Vivemos em uma era marcada por episódios de violência extrema e intolerância. Policiais se matam em Caxias, torcedores são brutalmente violentados por torcidas organizadas, enquanto a extrema-direita cresce no Ocidente. No Equador, gangues desmantelam a ordem social; na África, guerras civis persistem. Gaza está destruída, e Trump ameaça se apossar de territórios e promover limpeza étnica. A PM de São Paulo se transformou em uma máquina de matar, fenômeno que não se restringe ao estado, mas reflete uma política de segurança pública militarizada e repressiva em todo o Brasil. Além disso, a perversidade socioeconômica do neoliberalismo, o racismo, o patriarcado, a misoginia e o ódio contra imigrantes e pessoas LGBTQIA+ perpetuam um clima de hostilidade. Segundo dados da Organização Mundial da Saúde (OMS), o Brasil é um dos países com as maiores taxas de homicídios do mundo (mesmo caindo 3,4% em 2023!), com cerca de 47 mil assassinatos por ano, sendo que a maioria das vítimas são jovens negros e periféricos. Tais fatos evidenciam que a violência não é um desvio ou aberração, mas sim um mecanismo estrutural de dominação dentro do capitalismo contemporâneo.
Sigmund Freud (1856–1939) elaborou a noção de pulsão de morte, que pode nos ajudar a compreender, em parte, essa barbárie. Segundo ele, há uma força pulsional destrutiva inerente à psique humana que, quando não sublimada por Eros – a pulsão de vida –, pode se manifestar de formas devastadoras, tanto no plano individual quanto no coletivo. A resistência diante do conceito de pulsão de morte, inclusive dentro da própria psicanálise, reside na dificuldade de aceitar que o gozo destrutivo – esse prazer perverso que surge do impulso de autoaniquilação – é parte integrante de nossa condição humana.
Mas por que negamos o mal que habita em nós?
Talvez porque encarar essa sombra terrível e universal significaria assumir uma responsabilidade imensa pela transformação de nossas próprias relações e estruturas sociais. Negar essa realidade da agressividade humana nos permite viver em uma ilusão confortável, mesmo que temporária.
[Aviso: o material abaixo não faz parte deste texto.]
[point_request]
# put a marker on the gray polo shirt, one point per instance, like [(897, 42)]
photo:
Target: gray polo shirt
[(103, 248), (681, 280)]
A negação do mal em nós também é uma forma de individualizar os problemas, criar bodes expiatórios e alimentar o discurso de que somos todos “civilizados”, enquanto o verdadeiro problema é o outro. Assim, a solução parece simples: basta eliminar o inimigo para sermos felizes. Na verdade, o buraco é muito mais complexo e tem dimensões psicossociais que muitos preferem não ver.
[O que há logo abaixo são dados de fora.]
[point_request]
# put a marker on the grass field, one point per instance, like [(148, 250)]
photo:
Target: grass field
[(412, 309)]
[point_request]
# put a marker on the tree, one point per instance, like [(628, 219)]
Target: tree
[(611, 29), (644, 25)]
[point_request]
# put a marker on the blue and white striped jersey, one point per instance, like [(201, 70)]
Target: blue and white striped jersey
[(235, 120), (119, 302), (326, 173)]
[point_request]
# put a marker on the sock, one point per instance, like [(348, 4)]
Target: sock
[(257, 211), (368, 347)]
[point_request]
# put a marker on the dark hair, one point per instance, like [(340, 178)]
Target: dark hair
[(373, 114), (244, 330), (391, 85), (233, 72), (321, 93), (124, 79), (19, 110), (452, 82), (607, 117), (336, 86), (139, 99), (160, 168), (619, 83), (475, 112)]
Do ponto de vista marxista, a violência não pode ser compreendida apenas no nível psíquico individual, mas deve ser analisada como parte da dinâmica estrutural do capital. Karl Marx (1818–1883) já alertava sobre a violência como motor da acumulação primitiva, e Frantz Fanon (1925–1961) aprofundou essa discussão ao demonstrar como o colonialismo naturalizou a brutalidade como ferramenta de controle. Mais recentemente, Achille Mbembe descreve a necropolítica, ou seja, a forma como os Estados modernos e o capitalismo neoliberal decidem quem deve viver e quem pode ser descartado, as vidas que são enlutáveis e as dispensáveis (como nos alerta Judith Butler), transformando certas populações em vidas matáveis. O genocídio da juventude negra no Brasil e o extermínio palestino são expressões contemporâneas desse mecanismo.
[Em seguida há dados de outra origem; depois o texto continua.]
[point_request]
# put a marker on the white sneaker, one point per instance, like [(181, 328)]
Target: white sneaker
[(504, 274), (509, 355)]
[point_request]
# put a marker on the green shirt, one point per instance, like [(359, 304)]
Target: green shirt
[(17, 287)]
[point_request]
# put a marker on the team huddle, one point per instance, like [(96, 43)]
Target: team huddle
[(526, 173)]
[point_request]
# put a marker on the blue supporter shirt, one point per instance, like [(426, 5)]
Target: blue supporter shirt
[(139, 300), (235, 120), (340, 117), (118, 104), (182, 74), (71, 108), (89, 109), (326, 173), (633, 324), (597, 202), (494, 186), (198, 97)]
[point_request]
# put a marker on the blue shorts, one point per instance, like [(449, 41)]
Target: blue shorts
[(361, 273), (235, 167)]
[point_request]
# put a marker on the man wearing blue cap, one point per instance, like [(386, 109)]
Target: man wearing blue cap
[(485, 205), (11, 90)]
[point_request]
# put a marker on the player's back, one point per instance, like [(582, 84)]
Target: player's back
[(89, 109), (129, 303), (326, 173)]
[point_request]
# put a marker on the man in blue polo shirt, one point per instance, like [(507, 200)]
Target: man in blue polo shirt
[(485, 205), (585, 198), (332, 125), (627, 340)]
E como Eros pode nos ajudar a sair desse ciclo?
Eros representa a força criadora, o impulso de socialização, de amor e de construção de vínculos que se contrapõe à pulsão de morte e à desagregação, manifestadas em uma sociedade líquida e marcada pelo cansaço, como diria Byung-Chul Han. A multidão de explorados e oprimidos precisa criar caminhos para transformar a violência pandêmica e a destruição necropolítica em processos de construção, de solidariedade e de forja de vínculos fraternos. Isso não significa acreditar em uma ingênua sociedade perfeita, mas reconhecer que a luta para integrar os opostos – a violência e o amor, a destruição e a criação – é o caminho para uma transformação mais consequente e realista, ampliando o bem-estar para a maioria do povo e não apenas para o 1% mais rico.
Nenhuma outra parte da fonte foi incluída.